So I'm standing at my desk in the ED, stirring in a pile of paperwork trying to figure out where I went wrong, when the charge nurse comes up and hands me a $50 gas/gift card
I say thanks, and pop it in my pocket, then I begin to wonder what I've really done wrong, so I ask what it's for....
She tells me I had a patient the other day that came in as a "Cardiac Alert" and that I managed to get the patient from door to cath lab in under 90 minutes.
Now I'm thinking... ok... so...? Then it's explained that anyone involved in a Cardiac Alert from the nurse, the Assts, LPN's, externs and everyone that lent a hand also got a card as a "Thanks" for a job well done, and it's been going on for a week now with excellent results. And in the words of my kids; OH... EMM... GEE!
So now... I'm realizing that I made a special trip through the ER on said day to specifically thank certain people for helping, or in other words; thank those lazy sloths that never move; for finally moving. Now today it's Smackdown: Reality Series.
[So THAT explains the bum-rushing of the last few cardiac patients..... Figures.]

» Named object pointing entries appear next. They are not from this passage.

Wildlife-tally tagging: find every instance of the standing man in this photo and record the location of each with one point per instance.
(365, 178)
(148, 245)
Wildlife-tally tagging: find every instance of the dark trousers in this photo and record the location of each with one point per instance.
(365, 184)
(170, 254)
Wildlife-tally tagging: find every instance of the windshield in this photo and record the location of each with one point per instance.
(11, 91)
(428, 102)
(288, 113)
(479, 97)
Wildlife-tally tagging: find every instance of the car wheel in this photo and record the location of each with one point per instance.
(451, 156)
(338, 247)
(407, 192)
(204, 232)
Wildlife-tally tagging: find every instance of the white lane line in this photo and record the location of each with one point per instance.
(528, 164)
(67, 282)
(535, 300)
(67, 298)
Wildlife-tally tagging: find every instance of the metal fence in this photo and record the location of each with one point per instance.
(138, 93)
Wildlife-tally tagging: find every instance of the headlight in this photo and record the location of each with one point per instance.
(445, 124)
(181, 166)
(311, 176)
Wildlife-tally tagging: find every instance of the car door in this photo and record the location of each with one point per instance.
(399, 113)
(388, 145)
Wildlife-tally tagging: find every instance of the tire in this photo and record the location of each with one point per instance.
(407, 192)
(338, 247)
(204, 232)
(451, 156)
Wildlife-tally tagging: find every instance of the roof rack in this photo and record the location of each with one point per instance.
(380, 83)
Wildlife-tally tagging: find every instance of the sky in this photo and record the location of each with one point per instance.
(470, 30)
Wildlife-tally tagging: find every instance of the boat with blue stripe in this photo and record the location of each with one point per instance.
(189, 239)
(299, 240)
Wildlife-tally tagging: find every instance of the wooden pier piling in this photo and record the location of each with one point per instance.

And now the obvious question.... is the well-intended "Thanks" possibly an unethical "motivation" for these dibwads that are never up and moving??? I mean, PAID EXTRA just for doing what you should have been doing in the first place???
They're darn near fighing for a spot at the bedside now, in order to sign the assist roster.
Is there an ethical dilema here??
Me thinks there is....
Sep 23, '07
Accidentally double-posted, so I'll use this space to explain that when the GWTG program is initiated, they've identified resistance to change as one of the barriers to providing better patient care in this area, and there are recommendations for overcoming these barriers.
Rewarding appropriate care is one of them. Here's that link:
For those of you who have already been adhering to these guidelines, wonderful! But unless everyone on the team is on board with this, patients will die.
IMO, if passing out a candy bar or two increase compliance to clinical methods that have proven to save lives, it's well worth the effort.